Riku replied without taking his attention away from his drawing, “Yes?”

“Could you please tell me why the fuck are all of these posters panty shots!?” Chiaki’s voice, while starting quiet, slowly raised to a crescendo at the end.

And of course, all the posters were indeed panty shots. Wind blowing up a skirt was the most common kind. Then there were the posters with the viewpoint slightly below the skirt, looking up. A few even had the anime girl pulling up her skirt herself.

Riku shrugged while still perfectly painting obscenities on two posters at the same time. “I only can draw images I’ve perfectly memorized. These are the tamest I have.”

Once Chiaki fully realized the ramifications of what Riku had just said, she looked at him in horror. “You said you have thousands of images memorized for each of your three-hundred-something waifus, right? That is to say, you have hundreds of thousands of rule thirty-four pictures embedded in your brain?”

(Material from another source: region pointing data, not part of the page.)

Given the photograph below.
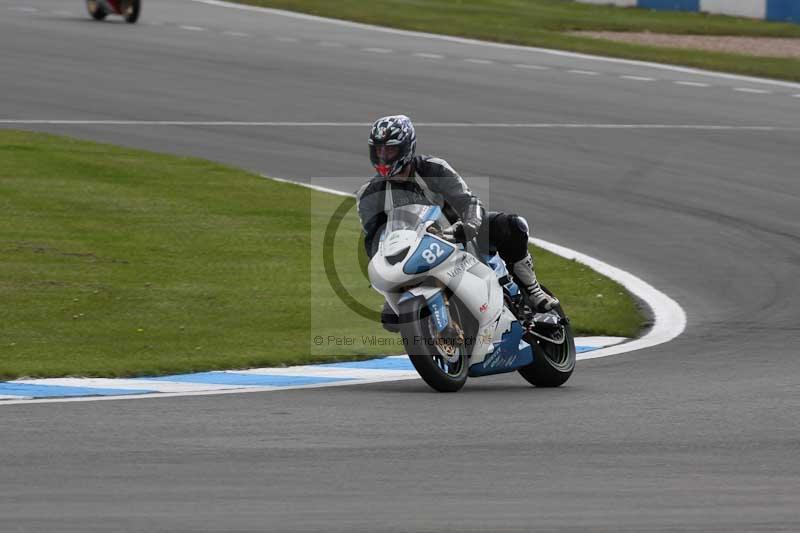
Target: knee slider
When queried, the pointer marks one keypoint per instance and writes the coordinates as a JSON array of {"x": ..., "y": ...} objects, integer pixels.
[{"x": 519, "y": 224}]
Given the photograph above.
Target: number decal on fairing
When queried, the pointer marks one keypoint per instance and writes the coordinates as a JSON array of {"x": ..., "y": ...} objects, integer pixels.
[{"x": 433, "y": 252}]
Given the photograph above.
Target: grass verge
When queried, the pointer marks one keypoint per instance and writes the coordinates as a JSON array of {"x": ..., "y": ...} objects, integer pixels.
[
  {"x": 117, "y": 262},
  {"x": 543, "y": 23}
]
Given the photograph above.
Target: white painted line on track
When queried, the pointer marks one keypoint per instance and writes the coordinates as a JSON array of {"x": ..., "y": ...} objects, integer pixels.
[
  {"x": 637, "y": 78},
  {"x": 752, "y": 91},
  {"x": 426, "y": 55},
  {"x": 530, "y": 67},
  {"x": 668, "y": 316},
  {"x": 692, "y": 83},
  {"x": 497, "y": 125},
  {"x": 161, "y": 395},
  {"x": 502, "y": 46}
]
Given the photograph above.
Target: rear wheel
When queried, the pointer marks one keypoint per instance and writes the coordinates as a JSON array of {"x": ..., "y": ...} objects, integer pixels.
[
  {"x": 440, "y": 358},
  {"x": 553, "y": 353},
  {"x": 95, "y": 9}
]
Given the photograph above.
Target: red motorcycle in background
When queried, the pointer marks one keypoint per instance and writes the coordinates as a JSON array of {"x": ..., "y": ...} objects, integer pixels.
[{"x": 128, "y": 9}]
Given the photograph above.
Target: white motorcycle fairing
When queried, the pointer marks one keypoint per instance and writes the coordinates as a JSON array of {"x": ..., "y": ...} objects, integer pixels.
[{"x": 407, "y": 257}]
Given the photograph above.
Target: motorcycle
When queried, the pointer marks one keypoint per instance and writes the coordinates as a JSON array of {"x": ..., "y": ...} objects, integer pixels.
[
  {"x": 128, "y": 9},
  {"x": 460, "y": 314}
]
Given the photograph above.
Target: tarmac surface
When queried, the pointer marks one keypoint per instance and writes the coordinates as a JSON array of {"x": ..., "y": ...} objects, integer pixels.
[{"x": 700, "y": 434}]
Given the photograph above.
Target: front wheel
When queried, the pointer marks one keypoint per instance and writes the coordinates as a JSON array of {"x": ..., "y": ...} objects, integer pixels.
[
  {"x": 553, "y": 354},
  {"x": 95, "y": 9},
  {"x": 131, "y": 10},
  {"x": 440, "y": 358}
]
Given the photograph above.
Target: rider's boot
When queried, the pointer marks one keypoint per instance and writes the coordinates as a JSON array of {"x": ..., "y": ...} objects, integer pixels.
[{"x": 532, "y": 292}]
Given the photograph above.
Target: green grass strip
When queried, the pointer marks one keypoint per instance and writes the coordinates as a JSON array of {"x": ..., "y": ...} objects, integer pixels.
[
  {"x": 542, "y": 23},
  {"x": 118, "y": 262}
]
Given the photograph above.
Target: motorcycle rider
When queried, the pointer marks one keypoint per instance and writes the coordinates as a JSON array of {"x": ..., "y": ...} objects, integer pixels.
[{"x": 406, "y": 178}]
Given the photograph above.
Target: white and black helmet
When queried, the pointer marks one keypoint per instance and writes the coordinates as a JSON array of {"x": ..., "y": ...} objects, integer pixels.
[{"x": 392, "y": 131}]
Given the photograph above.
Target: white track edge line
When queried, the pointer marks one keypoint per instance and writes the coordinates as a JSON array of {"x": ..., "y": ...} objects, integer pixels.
[
  {"x": 464, "y": 40},
  {"x": 496, "y": 125}
]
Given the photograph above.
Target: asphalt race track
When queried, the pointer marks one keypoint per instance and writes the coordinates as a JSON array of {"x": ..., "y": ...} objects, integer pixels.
[{"x": 699, "y": 434}]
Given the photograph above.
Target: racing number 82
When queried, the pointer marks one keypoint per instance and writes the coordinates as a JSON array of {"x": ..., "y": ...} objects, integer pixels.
[{"x": 432, "y": 253}]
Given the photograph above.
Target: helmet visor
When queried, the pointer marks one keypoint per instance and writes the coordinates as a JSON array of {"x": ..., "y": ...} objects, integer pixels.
[{"x": 387, "y": 154}]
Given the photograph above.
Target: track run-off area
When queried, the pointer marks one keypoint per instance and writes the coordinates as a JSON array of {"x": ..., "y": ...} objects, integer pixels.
[{"x": 686, "y": 179}]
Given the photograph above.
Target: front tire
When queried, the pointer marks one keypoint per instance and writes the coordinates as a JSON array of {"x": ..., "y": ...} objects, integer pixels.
[
  {"x": 441, "y": 361},
  {"x": 95, "y": 10},
  {"x": 553, "y": 362}
]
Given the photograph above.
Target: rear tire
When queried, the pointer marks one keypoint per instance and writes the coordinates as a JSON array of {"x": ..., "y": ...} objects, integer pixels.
[
  {"x": 553, "y": 363},
  {"x": 95, "y": 10},
  {"x": 442, "y": 366}
]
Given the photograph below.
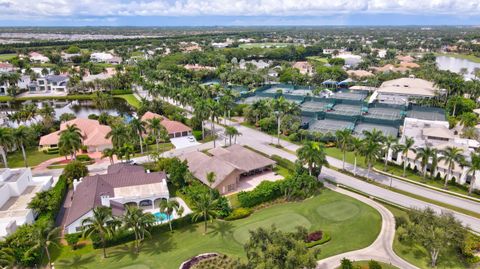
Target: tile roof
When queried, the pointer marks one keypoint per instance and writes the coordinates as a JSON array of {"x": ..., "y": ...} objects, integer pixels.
[{"x": 87, "y": 193}]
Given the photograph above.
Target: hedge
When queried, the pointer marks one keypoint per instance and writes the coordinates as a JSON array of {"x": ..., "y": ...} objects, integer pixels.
[{"x": 264, "y": 192}]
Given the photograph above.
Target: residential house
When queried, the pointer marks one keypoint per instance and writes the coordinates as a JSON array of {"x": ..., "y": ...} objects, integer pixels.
[
  {"x": 123, "y": 185},
  {"x": 437, "y": 135},
  {"x": 17, "y": 188},
  {"x": 174, "y": 128},
  {"x": 93, "y": 135},
  {"x": 38, "y": 58},
  {"x": 230, "y": 165}
]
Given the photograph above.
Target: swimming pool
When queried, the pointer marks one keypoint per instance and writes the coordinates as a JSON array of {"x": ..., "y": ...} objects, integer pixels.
[{"x": 160, "y": 217}]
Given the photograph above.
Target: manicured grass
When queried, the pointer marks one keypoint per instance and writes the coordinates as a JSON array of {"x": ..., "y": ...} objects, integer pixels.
[
  {"x": 264, "y": 45},
  {"x": 34, "y": 157},
  {"x": 364, "y": 265},
  {"x": 7, "y": 57},
  {"x": 469, "y": 57},
  {"x": 417, "y": 255},
  {"x": 355, "y": 226},
  {"x": 131, "y": 100}
]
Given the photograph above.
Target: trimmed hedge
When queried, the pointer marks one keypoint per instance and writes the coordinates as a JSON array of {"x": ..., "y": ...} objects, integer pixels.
[
  {"x": 264, "y": 192},
  {"x": 239, "y": 213}
]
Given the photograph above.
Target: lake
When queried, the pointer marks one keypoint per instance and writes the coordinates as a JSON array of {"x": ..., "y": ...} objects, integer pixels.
[
  {"x": 81, "y": 108},
  {"x": 455, "y": 64}
]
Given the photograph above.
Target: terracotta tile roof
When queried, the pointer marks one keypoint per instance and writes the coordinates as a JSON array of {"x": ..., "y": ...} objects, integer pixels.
[
  {"x": 87, "y": 193},
  {"x": 171, "y": 125},
  {"x": 92, "y": 131}
]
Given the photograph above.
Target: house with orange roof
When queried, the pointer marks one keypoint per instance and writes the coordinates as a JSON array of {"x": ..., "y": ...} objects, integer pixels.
[
  {"x": 93, "y": 135},
  {"x": 174, "y": 128}
]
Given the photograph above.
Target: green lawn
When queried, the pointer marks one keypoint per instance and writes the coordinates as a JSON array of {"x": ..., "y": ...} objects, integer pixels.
[
  {"x": 34, "y": 157},
  {"x": 131, "y": 100},
  {"x": 352, "y": 225},
  {"x": 7, "y": 57},
  {"x": 417, "y": 255}
]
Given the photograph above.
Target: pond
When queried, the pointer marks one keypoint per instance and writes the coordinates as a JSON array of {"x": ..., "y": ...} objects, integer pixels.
[
  {"x": 456, "y": 64},
  {"x": 81, "y": 108}
]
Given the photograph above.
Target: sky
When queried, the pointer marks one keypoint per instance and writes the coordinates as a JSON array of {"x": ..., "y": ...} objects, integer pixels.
[{"x": 237, "y": 12}]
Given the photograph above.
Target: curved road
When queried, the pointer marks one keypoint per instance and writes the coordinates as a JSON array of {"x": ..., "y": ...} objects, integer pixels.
[{"x": 380, "y": 250}]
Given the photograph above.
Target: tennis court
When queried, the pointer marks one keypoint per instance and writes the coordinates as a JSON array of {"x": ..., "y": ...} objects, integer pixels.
[
  {"x": 348, "y": 95},
  {"x": 426, "y": 113},
  {"x": 348, "y": 110},
  {"x": 330, "y": 126},
  {"x": 312, "y": 106},
  {"x": 385, "y": 129},
  {"x": 384, "y": 113}
]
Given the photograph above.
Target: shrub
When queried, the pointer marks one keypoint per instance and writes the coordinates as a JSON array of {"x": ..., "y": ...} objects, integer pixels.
[
  {"x": 239, "y": 213},
  {"x": 315, "y": 236},
  {"x": 197, "y": 135},
  {"x": 374, "y": 265},
  {"x": 265, "y": 191}
]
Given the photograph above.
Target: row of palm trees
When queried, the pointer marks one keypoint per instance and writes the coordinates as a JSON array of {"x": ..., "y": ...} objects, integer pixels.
[{"x": 375, "y": 146}]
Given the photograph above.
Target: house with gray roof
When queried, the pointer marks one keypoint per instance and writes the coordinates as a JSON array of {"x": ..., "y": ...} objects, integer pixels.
[
  {"x": 230, "y": 166},
  {"x": 124, "y": 184}
]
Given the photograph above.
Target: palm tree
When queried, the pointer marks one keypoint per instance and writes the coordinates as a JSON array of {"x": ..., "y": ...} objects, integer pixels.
[
  {"x": 424, "y": 154},
  {"x": 356, "y": 145},
  {"x": 344, "y": 138},
  {"x": 204, "y": 207},
  {"x": 231, "y": 131},
  {"x": 102, "y": 223},
  {"x": 168, "y": 207},
  {"x": 108, "y": 153},
  {"x": 313, "y": 155},
  {"x": 6, "y": 142},
  {"x": 388, "y": 143},
  {"x": 451, "y": 157},
  {"x": 404, "y": 149},
  {"x": 138, "y": 127},
  {"x": 372, "y": 151},
  {"x": 138, "y": 221},
  {"x": 22, "y": 136},
  {"x": 155, "y": 126},
  {"x": 474, "y": 166},
  {"x": 7, "y": 258},
  {"x": 44, "y": 237}
]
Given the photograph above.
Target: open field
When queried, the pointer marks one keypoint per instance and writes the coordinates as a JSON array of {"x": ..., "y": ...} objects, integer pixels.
[{"x": 352, "y": 225}]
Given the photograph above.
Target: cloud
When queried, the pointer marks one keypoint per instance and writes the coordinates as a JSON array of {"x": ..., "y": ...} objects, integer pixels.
[{"x": 22, "y": 9}]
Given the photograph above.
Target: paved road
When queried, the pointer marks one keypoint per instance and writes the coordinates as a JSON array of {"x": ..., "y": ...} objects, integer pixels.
[{"x": 380, "y": 249}]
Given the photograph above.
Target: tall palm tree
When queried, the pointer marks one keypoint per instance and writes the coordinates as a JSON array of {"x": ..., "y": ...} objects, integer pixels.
[
  {"x": 372, "y": 151},
  {"x": 168, "y": 207},
  {"x": 119, "y": 135},
  {"x": 204, "y": 207},
  {"x": 44, "y": 237},
  {"x": 102, "y": 223},
  {"x": 404, "y": 148},
  {"x": 138, "y": 126},
  {"x": 22, "y": 135},
  {"x": 139, "y": 222},
  {"x": 474, "y": 166},
  {"x": 356, "y": 145},
  {"x": 155, "y": 126},
  {"x": 388, "y": 143},
  {"x": 6, "y": 142},
  {"x": 313, "y": 155},
  {"x": 108, "y": 153},
  {"x": 343, "y": 138},
  {"x": 424, "y": 154},
  {"x": 451, "y": 156}
]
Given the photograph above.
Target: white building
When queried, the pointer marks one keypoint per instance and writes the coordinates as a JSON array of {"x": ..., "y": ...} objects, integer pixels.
[
  {"x": 123, "y": 185},
  {"x": 437, "y": 135},
  {"x": 38, "y": 58},
  {"x": 17, "y": 188}
]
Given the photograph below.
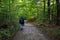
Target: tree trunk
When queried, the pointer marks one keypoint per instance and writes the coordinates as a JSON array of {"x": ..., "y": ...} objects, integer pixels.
[
  {"x": 58, "y": 12},
  {"x": 49, "y": 11},
  {"x": 44, "y": 6}
]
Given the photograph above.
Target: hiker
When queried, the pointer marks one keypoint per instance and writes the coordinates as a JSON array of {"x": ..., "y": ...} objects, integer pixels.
[{"x": 21, "y": 21}]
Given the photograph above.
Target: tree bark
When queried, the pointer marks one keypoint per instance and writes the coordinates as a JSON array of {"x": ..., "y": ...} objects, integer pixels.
[
  {"x": 58, "y": 12},
  {"x": 49, "y": 11}
]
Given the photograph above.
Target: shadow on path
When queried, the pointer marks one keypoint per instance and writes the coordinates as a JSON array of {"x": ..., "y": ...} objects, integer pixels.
[{"x": 30, "y": 32}]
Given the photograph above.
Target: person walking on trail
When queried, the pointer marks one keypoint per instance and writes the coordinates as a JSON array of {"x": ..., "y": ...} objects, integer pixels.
[{"x": 21, "y": 21}]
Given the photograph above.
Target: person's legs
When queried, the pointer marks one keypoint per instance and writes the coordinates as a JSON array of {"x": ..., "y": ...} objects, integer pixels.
[{"x": 21, "y": 26}]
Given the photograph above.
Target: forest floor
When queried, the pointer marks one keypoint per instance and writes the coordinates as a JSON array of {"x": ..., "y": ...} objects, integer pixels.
[{"x": 30, "y": 32}]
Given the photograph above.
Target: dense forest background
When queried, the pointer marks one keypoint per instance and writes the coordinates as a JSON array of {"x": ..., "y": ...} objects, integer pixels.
[{"x": 46, "y": 14}]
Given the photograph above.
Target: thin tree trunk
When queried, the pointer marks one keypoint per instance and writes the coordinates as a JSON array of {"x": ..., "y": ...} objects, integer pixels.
[
  {"x": 49, "y": 11},
  {"x": 44, "y": 6},
  {"x": 58, "y": 12}
]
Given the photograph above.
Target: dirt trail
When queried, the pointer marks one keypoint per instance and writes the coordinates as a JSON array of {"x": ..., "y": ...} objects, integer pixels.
[{"x": 30, "y": 32}]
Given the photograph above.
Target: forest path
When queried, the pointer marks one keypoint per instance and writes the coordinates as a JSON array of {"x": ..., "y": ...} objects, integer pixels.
[{"x": 30, "y": 32}]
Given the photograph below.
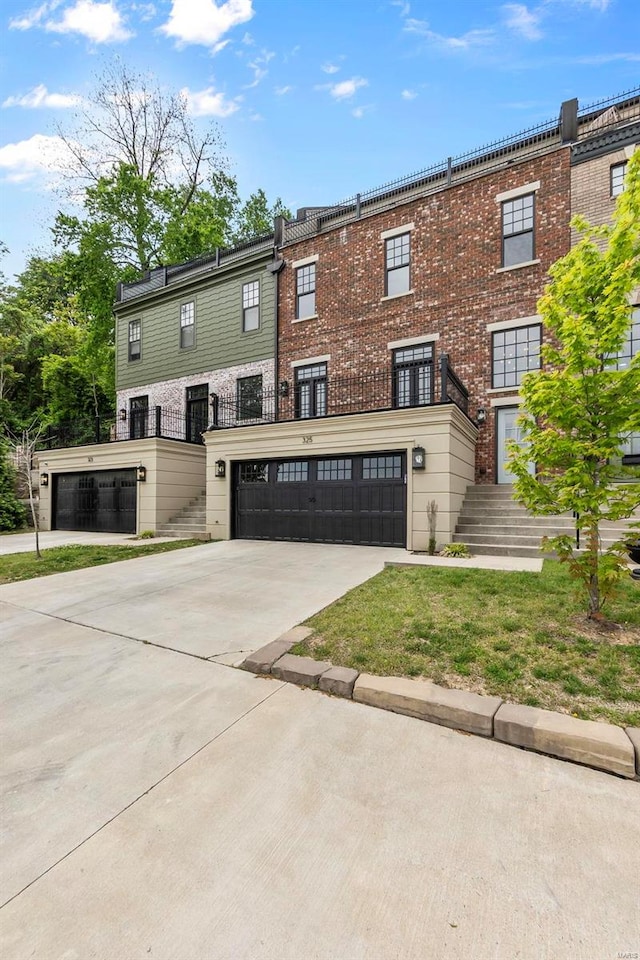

He shrugged again. “Yep. That’s why I wanted to look for a print shop. I can only draw things I’ve memorized perfectly. Even I don’t want to have 317 not-safe-for-work images plastered on our home. But that old woman forced my hand.”

She felt like beating up this king of perverts. Only an obscenely lewd man would use the enhanced memory gained from cultivation to remember porn instead of something useful. And only Riku, out of all obscene, lewd men, would decide to publicly display his fetishes on his home. Even worse, the house Riku wanted to post these pictures all over was the one Chiaki was currently living in. 

And so, for the second time this day, Chiaki gave in to her feelings and threw out a fat punch to Riku’s face.